TaskSchedulerImpl中的handleSuccessfulTask方法将最终对计算结果进行处理,具有源码如下:

def handleSuccessfulTask(
      taskSetManager: TaskSetManager,
      tid: Long,
      taskResult: DirectTaskResult[_]): Unit = synchronized {
     //调用TaskSetManager.handleSuccessfulTask方法进行处理
    taskSetManager.handleSuccessfulTask(tid, taskResult)
  }

TaskSetManager.handleSuccessfulTask方法源码如下:

/**
   * Marks the task as successful and notifies the DAGScheduler that a task has ended.
   */
  def handleSuccessfulTask(tid: Long, result: DirectTaskResult[_]): Unit = {
    val info = taskInfos(tid)
    val index = info.index
    info.markSuccessful()
    removeRunningTask(tid)
    // This method is called by "TaskSchedulerImpl.handleSuccessfulTask" which holds the
    // "TaskSchedulerImpl" lock until exiting. To avoid the SPARK-7655 issue, we should not
    // "deserialize" the value when holding a lock to avoid blocking other threads. So we call
    // "result.value()" in "TaskResultGetter.enqueueSuccessfulTask" before reaching here.
    // Note: "result.value()" only deserializes the value when it's called at the first time, so
    // here "result.value()" just returns the value and won't block other threads.
    //调用DagScheduler的taskEnded方法
    sched.dagScheduler.taskEnded(
      tasks(index), Success, result.value(), result.accumUpdates, info, result.metrics)
    if (!successful(index)) {
      tasksSuccessful += 1
      logInfo("Finished task %s in stage %s (TID %d) in %d ms on %s (%d/%d)".format(
        info.id, taskSet.id, info.taskId, info.duration, info.host, tasksSuccessful, numTasks))
      // Mark successful and stop if all the tasks have succeeded.
      successful(index) = true
      if (tasksSuccessful == numTasks) {
        isZombie = true
      }
    } else {
      logInfo("Ignoring task-finished event for " + info.id + " in stage " + taskSet.id +
        " because task " + index + " has already completed successfully")
    }
    failedExecutors.remove(index)
    maybeFinishTaskSet()
  }

进入DAGScheduler的taskEnded方法

//DAGScheduler中的taskEnded方法
/**
   * Called by the TaskSetManager to report task completions or failures.
   */
  def taskEnded(
      task: Task[_],
      reason: TaskEndReason,
      result: Any,
      accumUpdates: Map[Long, Any],
      taskInfo: TaskInfo,
      taskMetrics: TaskMetrics): Unit = {
      //调用DAGSchedulerEventProcessLoop的post方法将CompletionEvent提交到事件队列中,交由eventThread进行处理,onReceive方法将处理该事件
    eventProcessLoop.post(
      CompletionEvent(task, reason, result, accumUpdates, taskInfo, taskMetrics))
  }

跳转到onReceive方法当中,可以看到其调用的是onReceive

//DAGSchedulerEventProcessLoop中的onReceive方法
/**
   * The main event loop of the DAG scheduler.
   */
  override def onReceive(event: DAGSchedulerEvent): Unit = {
    val timerContext = timer.time()
    try {
      doOnReceive(event)
    } finally {
      timerContext.stop()
    }
  }

跳转到doOnReceive方法到当中,可以看到

//DAGSchedulerEventProcessLoop中的doOnReceive方法
private def doOnReceive(event: DAGSchedulerEvent): Unit = event match {
    case JobSubmitted(jobId, rdd, func, partitions, callSite, listener, properties) =>
      dagScheduler.handleJobSubmitted(jobId, rdd, func, partitions, callSite, listener, properties)

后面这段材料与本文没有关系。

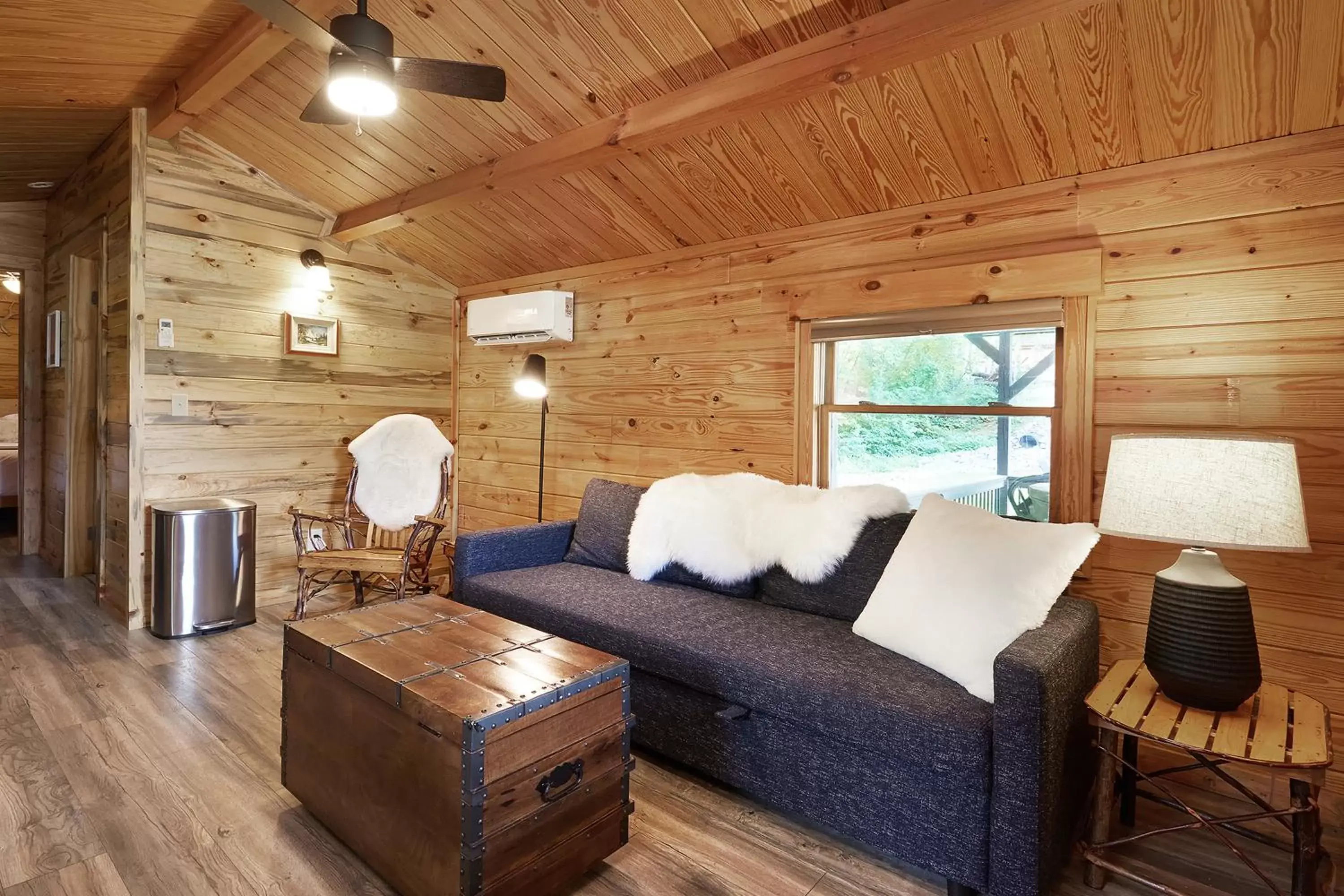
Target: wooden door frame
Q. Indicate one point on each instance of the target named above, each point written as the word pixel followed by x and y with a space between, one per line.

    case StageCancelled(stageId) =>
      dagScheduler.handleStageCancellation(stageId)

    case JobCancelled(jobId) =>
      dagScheduler.handleJobCancellation(jobId)

    case JobGroupCancelled(groupId) =>
      dagScheduler.handleJobGroupCancelled(groupId)

    case AllJobsCancelled =>
      dagScheduler.doCancelAllJobs()

    case ExecutorAdded(execId, host) =>
      dagScheduler.handleExecutorAdded(execId, host)

    case ExecutorLost(execId) =>
      dagScheduler.handleExecutorLost(execId, fetchFailed = false)

    case BeginEvent(task, taskInfo) =>
      dagScheduler.handleBeginEvent(task, taskInfo)

    case GettingResultEvent(taskInfo) =>
      dagScheduler.handleGetTaskResult(taskInfo)
    //处理CompletionEvent事件
    case completion @ CompletionEvent(task, reason, _, _, taskInfo, taskMetrics) =>
    //交由DAGScheduler.handleTaskCompletion方法处理
      dagScheduler.handleTaskCompletion(completion)

    case TaskSetFailed(taskSet, reason, exception) =>
      dagScheduler.handleTaskSetFailed(taskSet, reason, exception)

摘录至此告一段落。